Elara menyandarkan dirinya pada pintu, senyumnya kembali merekah. "Aku pikir kita perlu berbicara lebih banyak tentang pernikahan kita."
Rafael mengangkat alis, masih tidak mengerti. "Kamu tidak lelah berbicara tentang itu?"
"Tidak," jawab Elara dengan tegas, mendekat dan duduk di kursi yang ada di depan meja Rafael. "Ini bukan hanya tentang wasiat kakekmu, Rafael. Aku ingin tahu apa yang sebenarnya kamu pikirkan."
Rafael menatap Elara dengan tatapan tajam, berusaha mencari tahu maksudnya. "Kamu tahu apa yang aku pikirkan. Aku tidak mau terjebak dalam permainan ini."
"Tapi kita sudah terjebak, kan?" Elara membalas, tanpa rasa takut. "Aku tahu kamu tidak ingin menikah. Tapi aku juga tahu bahwa ada sesuatu yang lebih dalam dari itu."

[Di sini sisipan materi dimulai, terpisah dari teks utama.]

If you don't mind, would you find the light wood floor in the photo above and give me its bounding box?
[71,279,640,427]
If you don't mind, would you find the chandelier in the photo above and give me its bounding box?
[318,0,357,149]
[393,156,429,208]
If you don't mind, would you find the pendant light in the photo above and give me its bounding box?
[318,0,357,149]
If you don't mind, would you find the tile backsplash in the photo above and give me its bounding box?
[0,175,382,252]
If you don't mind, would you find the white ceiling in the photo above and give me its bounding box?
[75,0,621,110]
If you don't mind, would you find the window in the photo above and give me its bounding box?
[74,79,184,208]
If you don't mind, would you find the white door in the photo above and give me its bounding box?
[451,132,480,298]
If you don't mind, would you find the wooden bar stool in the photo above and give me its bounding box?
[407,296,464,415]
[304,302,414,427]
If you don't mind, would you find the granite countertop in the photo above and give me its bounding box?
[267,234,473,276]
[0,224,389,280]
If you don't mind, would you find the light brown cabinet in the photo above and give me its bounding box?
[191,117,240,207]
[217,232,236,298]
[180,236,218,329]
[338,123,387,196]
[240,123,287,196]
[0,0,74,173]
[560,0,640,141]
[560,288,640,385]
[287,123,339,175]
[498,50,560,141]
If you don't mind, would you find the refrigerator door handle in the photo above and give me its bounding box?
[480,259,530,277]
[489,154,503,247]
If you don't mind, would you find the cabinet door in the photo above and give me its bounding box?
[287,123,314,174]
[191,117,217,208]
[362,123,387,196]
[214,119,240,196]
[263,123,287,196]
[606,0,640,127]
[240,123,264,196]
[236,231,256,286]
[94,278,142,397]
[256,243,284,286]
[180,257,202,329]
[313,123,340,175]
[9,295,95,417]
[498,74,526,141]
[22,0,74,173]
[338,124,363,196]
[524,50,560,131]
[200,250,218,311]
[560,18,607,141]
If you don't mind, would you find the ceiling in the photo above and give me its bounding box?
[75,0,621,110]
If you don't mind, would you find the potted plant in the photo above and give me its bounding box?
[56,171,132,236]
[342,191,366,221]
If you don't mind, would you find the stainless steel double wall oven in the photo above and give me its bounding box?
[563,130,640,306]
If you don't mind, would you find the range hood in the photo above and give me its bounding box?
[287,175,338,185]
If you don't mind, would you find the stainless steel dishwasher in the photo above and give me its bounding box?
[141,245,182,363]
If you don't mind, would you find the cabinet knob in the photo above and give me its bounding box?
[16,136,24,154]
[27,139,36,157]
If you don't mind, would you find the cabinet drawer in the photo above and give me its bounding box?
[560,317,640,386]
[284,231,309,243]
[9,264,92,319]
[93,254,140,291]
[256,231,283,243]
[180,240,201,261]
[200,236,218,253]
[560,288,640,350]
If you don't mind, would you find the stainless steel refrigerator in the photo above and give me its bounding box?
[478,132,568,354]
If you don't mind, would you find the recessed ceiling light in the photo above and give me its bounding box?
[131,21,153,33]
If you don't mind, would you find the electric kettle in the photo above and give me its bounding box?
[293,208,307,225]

Rafael terdiam. Selama ini, ia selalu berpikir bahwa dirinya bisa mengendalikan semua hal, namun Elara sepertinya mampu menembus pertahanan yang ia bangun.
"Jangan berpikir bahwa aku akan mudah luluh, Elara," kata Rafael akhirnya, dengan nada yang lebih rendah. "Aku bukan pria yang mudah jatuh cinta."
"Siapa yang bilang kita harus jatuh cinta?" Elara menjawab dengan tenang. "Kadang, kita hanya perlu belajar untuk membuka hati."
Rafael merasa kalimat itu menggetarkan jiwanya. Sesuatu di dalam dirinya bergolak, dan ia menyadari bahwa ia tidak bisa lagi menahan diri.
"Jadi, apa yang sebenarnya kamu inginkan dari aku, Elara?" tanya Rafael, suara terkejut meluncur keluar tanpa sengaja.
"Kejujuran," jawab Elara dengan sederhana. "Dan kesediaan untuk memberi kesempatan pada perasaan yang mungkin belum kamu sadari."
Rafael hanya bisa diam, terdiam oleh kata-kata Elara yang penuh makna. Mungkin, hanya mungkin, ada lebih banyak yang bisa ia pelajari dari pernikahan ini daripada yang ia kira.